Pandemic Invokes Force Majeure

In mid-February, during the height of the Coronavirus crisis in China, the China Council for the Promotion of International Trade (CCPIT), a state-run organization, reported that it had issued over 1,600 “force majeure” certificates, in an effort to protect Chinese companies from legal issues related to non-compliance with their contractual obligations.  These certificates at the time covered a value of about $15.7 billion. By the first week of March, the number of Chinese force majeure declarations had risen to over 4,800 companies covering contracts worth $53.8 billon.

What is a “Force Majeure” Declaration?

When a company declares “force majeure,” it is invoking a clause, typically noted in its contract with its clients, that states that due to circumstances beyond its control, it is unable to fulfill the terms of the contract.

Invoking the clause is an effort to typically delay or possibly be released from contractual obligations without legal or financial liability.  According to one legal definition: “Generally, force majeure refers to the occurrence of an extraordinary event beyond the reasonable control of a party and prevents that party from performing its obligations under a contract.”

Force majeure clauses are common, but vary from industry to industry.  On a personal level, property owners may be familiar with mortgage contract language stating various natural disasters or “Acts of God” that can relieve the owner of contractual obligations.

The oil and gas sector and other industries that utilize long-term supply contracts often have extensive force majeure clauses that also include human interventions such as government action, terrorism, war, and strikes that can cause a break in operations beyond the control of one of the parties to a contract.

From industry to industry, and company to company, the details and specificity of force majeure clauses vary widely, and are being tested by the economic disruption wrought by the Coronavirus pandemic.  According to one source, “if you’ve seen one force majeure clause, you’ve seen one force majeure clause.”

According to the World Bank, there is no template or standard wording for force majeure clauses or for the events that may or may not cause a force majeure declaration.

While no template exists, global organizations are attempting to introduce some basic standards. For example, the International Chamber of Commerce (ICC) updated its model force majeure contract language only recently (it includes terms like “plague” and “epidemic”).

While these efforts are useful in moving international business toward common terms and language, declarations of force majeure still remain subject to often dueling legal opinions and the decisions of specific courts and arbitrators.

A Legal Burden

According to one analysis, China’s above-noted attempt to offer companies blanket force majeure certificates are likely to be contested legally.  One reason noted is that the standard for a force majeure declaration may be different domestically in China than it is internationally – where many trade contracts are based on English common law, in which force majeure events are extensively enumerated and specific.

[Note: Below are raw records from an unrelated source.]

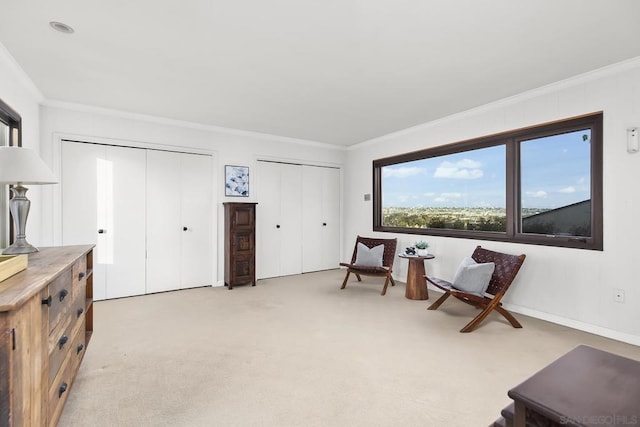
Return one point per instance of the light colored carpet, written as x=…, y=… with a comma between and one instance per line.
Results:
x=298, y=351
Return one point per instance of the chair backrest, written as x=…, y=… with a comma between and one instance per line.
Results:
x=507, y=266
x=389, y=249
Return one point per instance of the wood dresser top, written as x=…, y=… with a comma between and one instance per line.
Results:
x=44, y=266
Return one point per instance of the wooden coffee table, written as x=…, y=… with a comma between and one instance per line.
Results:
x=416, y=283
x=585, y=387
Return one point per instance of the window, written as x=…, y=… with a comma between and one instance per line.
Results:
x=539, y=185
x=10, y=134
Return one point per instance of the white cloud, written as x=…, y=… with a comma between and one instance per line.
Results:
x=569, y=189
x=401, y=172
x=464, y=169
x=540, y=194
x=451, y=195
x=447, y=197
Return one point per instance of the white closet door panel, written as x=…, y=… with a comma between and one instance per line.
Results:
x=79, y=178
x=312, y=229
x=268, y=253
x=331, y=217
x=197, y=218
x=290, y=242
x=125, y=234
x=164, y=232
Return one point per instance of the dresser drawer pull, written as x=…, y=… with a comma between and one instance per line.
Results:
x=63, y=340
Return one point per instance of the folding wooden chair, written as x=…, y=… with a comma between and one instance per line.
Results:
x=506, y=268
x=383, y=270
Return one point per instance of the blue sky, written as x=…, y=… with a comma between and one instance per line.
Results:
x=555, y=172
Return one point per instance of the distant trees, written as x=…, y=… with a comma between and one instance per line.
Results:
x=454, y=219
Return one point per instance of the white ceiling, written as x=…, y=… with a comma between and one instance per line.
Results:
x=333, y=71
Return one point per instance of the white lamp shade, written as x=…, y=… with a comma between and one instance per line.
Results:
x=24, y=166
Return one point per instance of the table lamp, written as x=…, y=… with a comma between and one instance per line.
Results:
x=22, y=166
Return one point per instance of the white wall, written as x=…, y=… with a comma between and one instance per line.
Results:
x=22, y=96
x=566, y=286
x=228, y=147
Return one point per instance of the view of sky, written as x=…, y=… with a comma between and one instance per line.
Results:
x=555, y=172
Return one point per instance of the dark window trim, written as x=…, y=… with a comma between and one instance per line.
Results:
x=11, y=118
x=511, y=141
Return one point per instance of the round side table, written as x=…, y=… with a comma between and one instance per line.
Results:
x=416, y=283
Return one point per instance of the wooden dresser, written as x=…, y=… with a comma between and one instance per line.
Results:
x=46, y=321
x=239, y=244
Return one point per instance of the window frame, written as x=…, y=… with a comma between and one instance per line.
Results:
x=511, y=140
x=13, y=120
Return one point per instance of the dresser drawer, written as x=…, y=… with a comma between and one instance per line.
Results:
x=60, y=297
x=59, y=390
x=79, y=276
x=60, y=340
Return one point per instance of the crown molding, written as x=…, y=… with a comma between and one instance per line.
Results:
x=184, y=124
x=533, y=93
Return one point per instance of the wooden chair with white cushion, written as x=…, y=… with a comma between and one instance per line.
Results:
x=372, y=257
x=481, y=281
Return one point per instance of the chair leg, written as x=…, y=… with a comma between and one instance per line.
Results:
x=344, y=283
x=386, y=283
x=514, y=322
x=439, y=302
x=479, y=318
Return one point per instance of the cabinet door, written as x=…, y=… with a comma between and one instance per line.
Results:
x=83, y=167
x=164, y=228
x=103, y=203
x=279, y=220
x=179, y=221
x=268, y=253
x=330, y=219
x=125, y=222
x=321, y=218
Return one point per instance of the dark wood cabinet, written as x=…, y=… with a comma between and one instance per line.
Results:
x=239, y=244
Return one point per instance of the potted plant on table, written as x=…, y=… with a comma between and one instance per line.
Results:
x=421, y=248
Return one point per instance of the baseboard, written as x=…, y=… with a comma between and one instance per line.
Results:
x=575, y=324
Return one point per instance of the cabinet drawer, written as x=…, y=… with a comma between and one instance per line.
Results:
x=78, y=347
x=59, y=390
x=60, y=298
x=60, y=340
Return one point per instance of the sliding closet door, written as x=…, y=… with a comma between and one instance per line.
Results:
x=197, y=218
x=103, y=203
x=321, y=218
x=126, y=238
x=279, y=220
x=164, y=230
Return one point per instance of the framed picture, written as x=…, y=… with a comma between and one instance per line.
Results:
x=236, y=181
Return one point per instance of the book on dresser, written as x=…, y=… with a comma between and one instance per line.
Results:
x=46, y=322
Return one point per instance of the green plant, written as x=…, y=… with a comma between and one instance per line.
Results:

Some contracts may not contain reference to public health events such as epidemics or pandemics.  Additionally, if challenged legally, the burden is on the company making the declaration to prove that the events were unforeseen, unavoidable, and left the company in an impossible situation with no alternatives to meet its contractual obligations.  Already, some companies have taken their Chinese counterparts to task, rejecting their force majeure claims and setting up legal battles.

Seek Legal Advice

To avoid costly legal conflict, companies will often seek out a workable solution to avoid a force majeure declaration. The need to work out the details of myriad contractual obligations is said to be one of the main reasons that the International Olympic Committee and organizers of the 2020 Tokyo Summer Olympics took a longer time than most other sports leagues and planners of sporting events to declare a postponement due to Coronavirus.

The input of a trained legal advisor is invaluable when seeking to understand force majeure clauses and tailor contract language that is either specific or broad enough to account for a range of potential events – including public health crisis.

Legal counsel can also help draft language that conforms with both the details of doing business in a specific industry and existing legal precedents concerning force majeure declarations.

Get Proper Coverage

In the current environment, there is considerable likelihood that companies will face a force majeure declaration from either a supplier or buyer, or may even have to contemplate making a such a declaration due to unforeseen and unavoidable circumstances of Covid-19.

In addition to sound legal advice, companies need to have insurance coverage that meets a range of contingencies including force majeure.  The team at Securitas Global Risk Solutions has the necessary experience to discuss and advise clients on force majeure and trade credit insurance.  If you would like to discuss further, please contact Peter Seneca at 484-595-0100 or email him at pseneca@securitasglobal.com.

Disclaimer: The text above is for informational purposes only, and does not constitute legal advice.  Seek the input of a legal practitioner for more detailed information and advice on contract language and force majeure declarations.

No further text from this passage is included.